Day tripping is not what you think
Day tripping is not what you think. Or maybe it is. It’s like somewhere between being on holiday, and being so out of it you can’t really leave home. So you escape on condition that you can return to your life by nightfall.
The last time we went day tripping was to the outskirts of the city where there’s a kind of nature sanctuary mainly for wild plants. You can walk for miles and not see an animal, a person, a house or a road.

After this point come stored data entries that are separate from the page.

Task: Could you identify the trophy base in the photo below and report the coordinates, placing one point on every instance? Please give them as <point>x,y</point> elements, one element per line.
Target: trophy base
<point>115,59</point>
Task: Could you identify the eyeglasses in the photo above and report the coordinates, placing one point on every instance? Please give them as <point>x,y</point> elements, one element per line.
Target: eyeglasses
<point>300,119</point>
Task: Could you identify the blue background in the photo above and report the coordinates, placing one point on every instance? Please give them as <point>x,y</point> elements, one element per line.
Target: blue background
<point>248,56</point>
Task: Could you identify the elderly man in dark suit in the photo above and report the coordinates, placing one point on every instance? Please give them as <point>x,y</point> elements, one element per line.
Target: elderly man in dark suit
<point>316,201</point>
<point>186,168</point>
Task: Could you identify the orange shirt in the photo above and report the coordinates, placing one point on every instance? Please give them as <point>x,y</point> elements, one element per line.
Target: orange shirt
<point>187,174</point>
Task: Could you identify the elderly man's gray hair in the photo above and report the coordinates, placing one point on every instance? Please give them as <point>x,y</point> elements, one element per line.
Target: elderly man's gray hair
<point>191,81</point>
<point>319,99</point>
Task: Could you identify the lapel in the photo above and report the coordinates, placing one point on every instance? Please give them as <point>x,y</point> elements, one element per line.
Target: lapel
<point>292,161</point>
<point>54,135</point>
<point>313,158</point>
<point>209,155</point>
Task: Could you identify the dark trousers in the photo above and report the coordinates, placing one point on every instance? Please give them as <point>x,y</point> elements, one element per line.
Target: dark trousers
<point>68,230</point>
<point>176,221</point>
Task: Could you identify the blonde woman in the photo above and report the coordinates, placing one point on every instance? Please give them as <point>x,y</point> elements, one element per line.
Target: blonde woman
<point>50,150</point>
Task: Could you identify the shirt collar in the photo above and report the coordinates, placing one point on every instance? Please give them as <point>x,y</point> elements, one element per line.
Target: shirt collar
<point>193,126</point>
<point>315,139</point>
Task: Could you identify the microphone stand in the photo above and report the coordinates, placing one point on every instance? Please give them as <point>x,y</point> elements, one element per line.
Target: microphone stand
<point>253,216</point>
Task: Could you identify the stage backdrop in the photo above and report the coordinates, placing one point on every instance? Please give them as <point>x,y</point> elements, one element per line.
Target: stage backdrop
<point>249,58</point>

The idea of nature proliferating unhindered in the city reminds one of movies like the early Planet of the Apes or The Lost Future, in which the city has been reclaimed by nature and humans are confused because they can still identify the city structures, but are afraid of the ruins overgrown with poisonous trees. And now, even shopping is a thing of the past.
All so-called normal activity has become futile in a world without electricity, running water or public transport. Sound familiar?
People start to leave the city in their thousands, to head for the countryside where they can forage for food. To rear their children without the toxicity of the failed city.
Meanwhile the city sits on the horizon, derelict and smoking its last puff of energy, before imploding from within. In those conditions the idea of a family vacation is a permanent getaway where the abundance of nature is a gift way more precious than anything you can tear open, in fancy wrapping paper.
And yet, everyone still dreams of getting back to their old lives by nightfall.